Pourquoi, si jeune, prenez-vous à coeur ce sujet ?

J’ai une formation en droit de la santé. A la sortie de mon master , j’avais réfléchi à faire une thèse sur les lois Leonetti. Cette question m’a toujours passionnée et, comme la très grande majorité des Français, j’ai approché personnell­ement des situations de fin de vie assez difficiles. Je pense à mes grands-parents. Pas d’obstinatio­n déraisonna­ble mais sédation longue pour ma grand-mère, dans de très bonnes conditions. Puis mon grand-père, décédé à la maison, mais pour qui cela a été long. Pour en avoir discuté avec des médecins spécialisé­s en soins palliatifs, on part du postulat que la personne placée sous sédation ne souffre pas et qu’elle n’a pas conscience de ce qu’elle subit, mais on n’en a aucune certitude.

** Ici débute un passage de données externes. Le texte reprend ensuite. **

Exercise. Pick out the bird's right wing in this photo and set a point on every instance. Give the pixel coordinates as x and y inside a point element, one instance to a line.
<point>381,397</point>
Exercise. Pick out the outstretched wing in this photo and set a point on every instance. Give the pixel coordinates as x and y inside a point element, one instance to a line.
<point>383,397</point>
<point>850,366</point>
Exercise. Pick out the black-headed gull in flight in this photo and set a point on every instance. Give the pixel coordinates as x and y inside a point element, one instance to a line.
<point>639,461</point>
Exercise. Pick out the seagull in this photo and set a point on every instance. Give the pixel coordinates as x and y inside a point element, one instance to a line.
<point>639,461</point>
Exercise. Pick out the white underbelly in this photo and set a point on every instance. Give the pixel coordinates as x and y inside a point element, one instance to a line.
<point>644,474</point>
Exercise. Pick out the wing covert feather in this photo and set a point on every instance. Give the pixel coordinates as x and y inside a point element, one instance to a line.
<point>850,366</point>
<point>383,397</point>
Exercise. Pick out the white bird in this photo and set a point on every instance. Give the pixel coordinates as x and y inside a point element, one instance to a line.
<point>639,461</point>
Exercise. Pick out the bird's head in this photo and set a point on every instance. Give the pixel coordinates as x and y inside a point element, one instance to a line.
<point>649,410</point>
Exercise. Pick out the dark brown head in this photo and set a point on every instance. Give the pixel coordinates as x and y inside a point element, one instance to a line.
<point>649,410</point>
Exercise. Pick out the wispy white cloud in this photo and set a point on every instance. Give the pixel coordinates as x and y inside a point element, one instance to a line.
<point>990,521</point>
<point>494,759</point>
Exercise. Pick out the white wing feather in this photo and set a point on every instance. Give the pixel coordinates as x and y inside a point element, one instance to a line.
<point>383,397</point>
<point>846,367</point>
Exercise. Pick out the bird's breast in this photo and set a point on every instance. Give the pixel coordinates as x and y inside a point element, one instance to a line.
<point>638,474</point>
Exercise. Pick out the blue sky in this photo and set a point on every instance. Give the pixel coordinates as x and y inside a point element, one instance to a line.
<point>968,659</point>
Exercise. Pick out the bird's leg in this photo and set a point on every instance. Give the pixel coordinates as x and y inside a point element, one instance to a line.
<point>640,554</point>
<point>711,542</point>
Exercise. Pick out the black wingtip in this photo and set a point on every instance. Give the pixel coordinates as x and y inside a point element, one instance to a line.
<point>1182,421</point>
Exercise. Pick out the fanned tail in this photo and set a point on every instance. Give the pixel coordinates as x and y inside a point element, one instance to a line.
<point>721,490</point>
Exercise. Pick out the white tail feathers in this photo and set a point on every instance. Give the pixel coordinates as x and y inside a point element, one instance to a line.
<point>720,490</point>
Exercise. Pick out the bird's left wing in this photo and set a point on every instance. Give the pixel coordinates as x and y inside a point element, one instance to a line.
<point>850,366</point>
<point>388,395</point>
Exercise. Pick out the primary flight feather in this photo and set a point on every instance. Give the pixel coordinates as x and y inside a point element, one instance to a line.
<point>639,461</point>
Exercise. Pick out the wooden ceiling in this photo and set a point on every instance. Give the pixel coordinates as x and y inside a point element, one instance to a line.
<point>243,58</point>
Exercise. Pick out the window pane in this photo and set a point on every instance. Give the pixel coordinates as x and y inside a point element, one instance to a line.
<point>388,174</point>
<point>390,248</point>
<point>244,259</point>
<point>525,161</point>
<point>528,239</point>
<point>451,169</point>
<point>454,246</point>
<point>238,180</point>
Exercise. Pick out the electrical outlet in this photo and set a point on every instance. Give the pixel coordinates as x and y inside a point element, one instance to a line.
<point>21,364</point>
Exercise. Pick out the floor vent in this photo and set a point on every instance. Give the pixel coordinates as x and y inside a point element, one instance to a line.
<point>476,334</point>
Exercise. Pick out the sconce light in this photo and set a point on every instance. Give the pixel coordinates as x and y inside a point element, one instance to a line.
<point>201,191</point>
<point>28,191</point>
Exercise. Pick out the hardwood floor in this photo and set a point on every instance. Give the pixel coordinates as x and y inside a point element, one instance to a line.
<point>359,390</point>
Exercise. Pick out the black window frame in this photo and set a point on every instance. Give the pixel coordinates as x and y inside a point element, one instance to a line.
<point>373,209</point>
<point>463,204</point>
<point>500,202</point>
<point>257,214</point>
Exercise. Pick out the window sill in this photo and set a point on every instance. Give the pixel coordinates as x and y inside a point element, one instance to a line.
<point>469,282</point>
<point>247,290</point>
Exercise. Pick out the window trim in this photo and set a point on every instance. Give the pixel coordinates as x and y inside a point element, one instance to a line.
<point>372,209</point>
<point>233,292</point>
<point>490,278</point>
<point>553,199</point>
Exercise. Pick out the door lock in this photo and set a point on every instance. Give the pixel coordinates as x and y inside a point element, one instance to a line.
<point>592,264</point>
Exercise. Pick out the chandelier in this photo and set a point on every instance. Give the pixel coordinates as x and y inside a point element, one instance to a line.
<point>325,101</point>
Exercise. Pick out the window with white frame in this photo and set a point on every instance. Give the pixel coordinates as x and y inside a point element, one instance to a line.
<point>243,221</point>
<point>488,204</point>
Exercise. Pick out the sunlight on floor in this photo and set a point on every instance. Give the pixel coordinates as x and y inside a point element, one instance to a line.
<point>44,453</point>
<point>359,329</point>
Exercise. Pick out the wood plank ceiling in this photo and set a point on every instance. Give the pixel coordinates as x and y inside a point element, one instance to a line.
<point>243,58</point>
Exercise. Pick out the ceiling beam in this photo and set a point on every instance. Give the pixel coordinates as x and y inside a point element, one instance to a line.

Sous sédation, le patient, selon vous, peut souffrir ?

On peut supposer qu’il y a un minimum de conscience pendant cette période. Et je trouve un peu hypocrite, dans la loi Leonetti, de placer le patient dans une sorte de coma en arrêtant le curatif : on meurt petit à petit, soit de sa pathologie, soit de l’absence de nutrition et d’hydratatio­n. Ce n’est pas le médecin qui donne la mort, mais l’arrêt des soins qui y conduit. Je plaide pour la liberté. Il ne s’agit pas d’obliger quiconque à le faire, mais il me semble que, me concernant, ou concernant mes proches, on préférerai­t partir rapidement et sans douleur.

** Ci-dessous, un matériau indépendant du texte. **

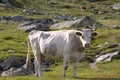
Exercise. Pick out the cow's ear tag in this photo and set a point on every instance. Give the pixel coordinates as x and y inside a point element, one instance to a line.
<point>78,34</point>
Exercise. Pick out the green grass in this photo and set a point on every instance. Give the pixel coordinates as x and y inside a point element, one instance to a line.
<point>108,71</point>
<point>13,39</point>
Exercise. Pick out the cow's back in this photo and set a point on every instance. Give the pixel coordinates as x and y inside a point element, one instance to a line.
<point>58,43</point>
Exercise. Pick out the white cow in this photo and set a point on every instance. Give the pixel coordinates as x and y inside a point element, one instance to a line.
<point>68,44</point>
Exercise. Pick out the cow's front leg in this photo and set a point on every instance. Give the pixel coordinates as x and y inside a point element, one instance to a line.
<point>38,66</point>
<point>75,61</point>
<point>65,65</point>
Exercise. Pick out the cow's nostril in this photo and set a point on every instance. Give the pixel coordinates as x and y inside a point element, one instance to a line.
<point>87,45</point>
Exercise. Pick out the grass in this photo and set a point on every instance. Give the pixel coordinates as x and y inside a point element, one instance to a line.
<point>13,39</point>
<point>108,71</point>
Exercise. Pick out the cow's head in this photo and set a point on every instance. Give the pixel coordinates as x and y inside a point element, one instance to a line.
<point>85,36</point>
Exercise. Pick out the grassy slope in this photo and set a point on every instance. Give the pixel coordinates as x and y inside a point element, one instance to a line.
<point>11,38</point>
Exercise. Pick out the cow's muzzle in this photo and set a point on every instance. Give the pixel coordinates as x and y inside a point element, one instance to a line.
<point>87,45</point>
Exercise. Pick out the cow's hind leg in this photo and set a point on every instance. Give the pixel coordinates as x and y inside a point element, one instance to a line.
<point>75,61</point>
<point>65,65</point>
<point>37,61</point>
<point>38,67</point>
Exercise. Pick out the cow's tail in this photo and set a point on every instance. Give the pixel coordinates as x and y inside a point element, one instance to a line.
<point>28,56</point>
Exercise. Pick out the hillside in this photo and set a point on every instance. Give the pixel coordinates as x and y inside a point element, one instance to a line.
<point>14,41</point>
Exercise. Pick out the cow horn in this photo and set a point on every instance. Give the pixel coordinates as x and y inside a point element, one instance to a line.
<point>94,27</point>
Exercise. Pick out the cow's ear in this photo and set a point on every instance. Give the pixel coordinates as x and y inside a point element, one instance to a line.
<point>94,34</point>
<point>78,33</point>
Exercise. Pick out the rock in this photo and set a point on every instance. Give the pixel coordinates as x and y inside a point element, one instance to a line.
<point>6,2</point>
<point>11,61</point>
<point>106,57</point>
<point>116,6</point>
<point>86,22</point>
<point>32,11</point>
<point>16,72</point>
<point>41,24</point>
<point>17,18</point>
<point>64,17</point>
<point>116,27</point>
<point>12,18</point>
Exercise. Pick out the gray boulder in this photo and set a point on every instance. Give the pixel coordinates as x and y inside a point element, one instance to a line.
<point>12,18</point>
<point>41,24</point>
<point>116,6</point>
<point>83,22</point>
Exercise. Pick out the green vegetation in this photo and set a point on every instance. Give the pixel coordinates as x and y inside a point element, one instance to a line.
<point>13,39</point>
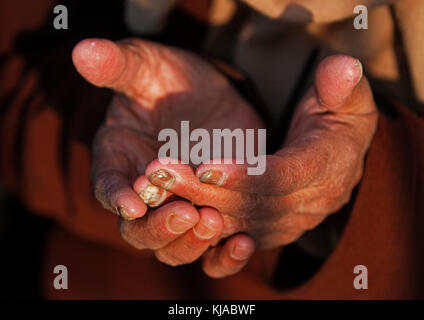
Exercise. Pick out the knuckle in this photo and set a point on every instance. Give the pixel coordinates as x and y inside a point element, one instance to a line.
<point>166,258</point>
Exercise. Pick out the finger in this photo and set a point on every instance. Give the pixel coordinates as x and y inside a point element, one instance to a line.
<point>195,242</point>
<point>180,179</point>
<point>152,195</point>
<point>160,226</point>
<point>230,258</point>
<point>112,184</point>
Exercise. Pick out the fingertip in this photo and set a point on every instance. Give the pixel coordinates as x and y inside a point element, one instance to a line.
<point>241,247</point>
<point>99,61</point>
<point>130,206</point>
<point>336,77</point>
<point>210,224</point>
<point>152,195</point>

Si l’on pouvait ouvrir la voie à « l’aide active à mourir » pour qui le demande, cela me semblerait plus humain.

Entrouvrir cette porte, est-ce dangereux, comme le pense Jean Leonetti ?

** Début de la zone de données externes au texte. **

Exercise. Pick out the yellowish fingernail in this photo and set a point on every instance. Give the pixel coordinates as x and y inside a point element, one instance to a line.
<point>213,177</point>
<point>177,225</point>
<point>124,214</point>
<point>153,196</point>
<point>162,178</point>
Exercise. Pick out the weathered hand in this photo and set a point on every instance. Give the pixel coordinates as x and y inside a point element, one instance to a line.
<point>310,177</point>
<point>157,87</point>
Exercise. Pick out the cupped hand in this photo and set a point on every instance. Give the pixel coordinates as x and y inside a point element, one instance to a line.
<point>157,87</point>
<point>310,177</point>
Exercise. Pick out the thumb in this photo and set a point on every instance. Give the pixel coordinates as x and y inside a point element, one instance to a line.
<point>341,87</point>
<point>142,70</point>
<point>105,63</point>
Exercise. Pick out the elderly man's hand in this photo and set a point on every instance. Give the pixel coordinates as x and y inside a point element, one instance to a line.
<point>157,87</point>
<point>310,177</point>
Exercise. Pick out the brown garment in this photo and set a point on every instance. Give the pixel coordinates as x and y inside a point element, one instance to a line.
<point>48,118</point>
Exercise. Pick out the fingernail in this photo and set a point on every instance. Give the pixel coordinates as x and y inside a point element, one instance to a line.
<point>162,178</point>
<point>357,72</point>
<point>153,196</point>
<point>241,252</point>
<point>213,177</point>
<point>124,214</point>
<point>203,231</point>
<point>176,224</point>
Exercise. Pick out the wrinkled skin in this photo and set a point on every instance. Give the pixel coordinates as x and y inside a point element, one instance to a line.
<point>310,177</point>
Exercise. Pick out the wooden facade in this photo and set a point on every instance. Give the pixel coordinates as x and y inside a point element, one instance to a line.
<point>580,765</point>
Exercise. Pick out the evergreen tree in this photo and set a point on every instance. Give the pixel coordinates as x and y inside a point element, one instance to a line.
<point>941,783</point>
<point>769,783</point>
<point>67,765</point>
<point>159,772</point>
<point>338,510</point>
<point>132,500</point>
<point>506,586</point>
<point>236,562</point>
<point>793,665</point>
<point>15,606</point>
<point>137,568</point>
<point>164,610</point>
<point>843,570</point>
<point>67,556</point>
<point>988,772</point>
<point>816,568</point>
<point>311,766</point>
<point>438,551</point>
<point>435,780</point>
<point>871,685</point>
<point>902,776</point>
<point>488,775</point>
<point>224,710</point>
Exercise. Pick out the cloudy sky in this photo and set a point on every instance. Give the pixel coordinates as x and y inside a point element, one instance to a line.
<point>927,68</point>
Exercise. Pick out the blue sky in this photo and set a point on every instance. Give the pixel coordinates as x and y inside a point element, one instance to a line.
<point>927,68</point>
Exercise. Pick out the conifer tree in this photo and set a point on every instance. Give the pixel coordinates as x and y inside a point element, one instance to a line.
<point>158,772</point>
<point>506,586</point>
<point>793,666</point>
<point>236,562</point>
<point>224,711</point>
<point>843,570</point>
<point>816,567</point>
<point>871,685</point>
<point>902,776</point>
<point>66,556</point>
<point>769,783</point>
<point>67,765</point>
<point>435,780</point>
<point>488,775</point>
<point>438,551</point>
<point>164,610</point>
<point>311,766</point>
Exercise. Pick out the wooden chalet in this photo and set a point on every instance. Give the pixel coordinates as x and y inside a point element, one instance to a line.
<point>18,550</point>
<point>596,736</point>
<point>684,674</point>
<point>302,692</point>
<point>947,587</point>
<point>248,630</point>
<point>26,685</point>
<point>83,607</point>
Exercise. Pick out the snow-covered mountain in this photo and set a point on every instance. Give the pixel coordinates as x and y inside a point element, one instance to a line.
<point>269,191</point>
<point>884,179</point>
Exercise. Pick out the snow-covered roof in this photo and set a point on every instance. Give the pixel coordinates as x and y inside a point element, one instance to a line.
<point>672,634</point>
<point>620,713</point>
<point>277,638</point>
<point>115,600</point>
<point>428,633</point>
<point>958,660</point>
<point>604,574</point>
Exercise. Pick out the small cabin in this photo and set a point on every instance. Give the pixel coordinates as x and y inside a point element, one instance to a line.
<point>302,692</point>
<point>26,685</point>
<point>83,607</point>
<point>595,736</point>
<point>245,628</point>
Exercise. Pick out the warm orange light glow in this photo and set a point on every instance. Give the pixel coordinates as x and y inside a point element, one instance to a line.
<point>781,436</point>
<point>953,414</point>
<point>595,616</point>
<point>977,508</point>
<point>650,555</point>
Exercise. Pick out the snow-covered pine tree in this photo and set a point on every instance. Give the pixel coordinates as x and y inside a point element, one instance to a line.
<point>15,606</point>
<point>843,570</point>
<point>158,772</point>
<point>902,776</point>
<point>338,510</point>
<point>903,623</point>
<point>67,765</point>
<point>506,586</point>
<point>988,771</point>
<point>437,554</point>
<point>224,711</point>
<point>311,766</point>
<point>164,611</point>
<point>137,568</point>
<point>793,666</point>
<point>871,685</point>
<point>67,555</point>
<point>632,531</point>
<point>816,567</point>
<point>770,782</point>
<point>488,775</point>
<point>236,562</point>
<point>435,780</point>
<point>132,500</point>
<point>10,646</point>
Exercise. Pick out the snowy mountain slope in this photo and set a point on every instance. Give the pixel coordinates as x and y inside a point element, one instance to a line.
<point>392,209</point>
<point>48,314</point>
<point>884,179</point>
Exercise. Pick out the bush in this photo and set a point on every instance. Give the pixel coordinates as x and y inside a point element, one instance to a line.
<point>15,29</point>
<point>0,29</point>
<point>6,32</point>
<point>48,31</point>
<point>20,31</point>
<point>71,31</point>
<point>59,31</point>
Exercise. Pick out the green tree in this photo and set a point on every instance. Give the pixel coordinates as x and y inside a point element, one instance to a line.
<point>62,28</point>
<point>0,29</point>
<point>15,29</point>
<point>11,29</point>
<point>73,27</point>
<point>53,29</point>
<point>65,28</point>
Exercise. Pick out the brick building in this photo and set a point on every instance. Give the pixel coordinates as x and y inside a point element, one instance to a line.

Sur le plan éthique, certains médecins estiment que ce n’est pas la même chose de laisser le patient mourir et de lui donner le produit lui permettant de partir. Là encore, n’est-ce pas un peu hypocrite ? Le protocole de sédation conduit inévitable­ment à la mort. Quant aux abus, comme tout le monde, je me suis posé la question. Raison pour laquelle j’ai organisé ce voyage parlementa­ire en Belgique. Où quelqu’un atteint d’une dépression, par exemple, ne peut pas demander l’euthanasie. Le débat a été long dans ce pays et l’on y trouve aujourd’hui très, très peu de cas dans lesquels il peut subsister un doute. En outre, les médecins qui pratiquent savent qu’à la moindre erreur, ils peuvent aller en prison. Donc, pas de geste inconsidér­é. Enfin, le protocole est très restrictif, ouvert aux personnes majeures et capables, ayant émis un consenteme­nt éclairé et express, seulement dans le cas d’une maladie incurable avec huit-neuf mois d’espérance de vie.

Dépressif, n’a-t-on aucune raison légitime de vouloir mourir ?

Oui, mais est-ce à la collectivi­té de prendre en charge cette question ? Qu’il y ait un débat sur ce point, on peut l’entendre. En Belgique,  % seulement des personnes qui décèdent ont recouru à l’aide active. Nous souhaitons que cela reste extrêmemen­t restrictif car c’est toujours une tragédie. Mais il faut offrir cette possibilit­é. Dans le cadre de certaines maladies dégénérati­ves, les patients ont l’angoisse de s’étouffer. Quelqu’un doit être là pour dire qu’il existe cette porte de sortie.

Plus on approche de la mort, moins on est demandeur, semble-t-il…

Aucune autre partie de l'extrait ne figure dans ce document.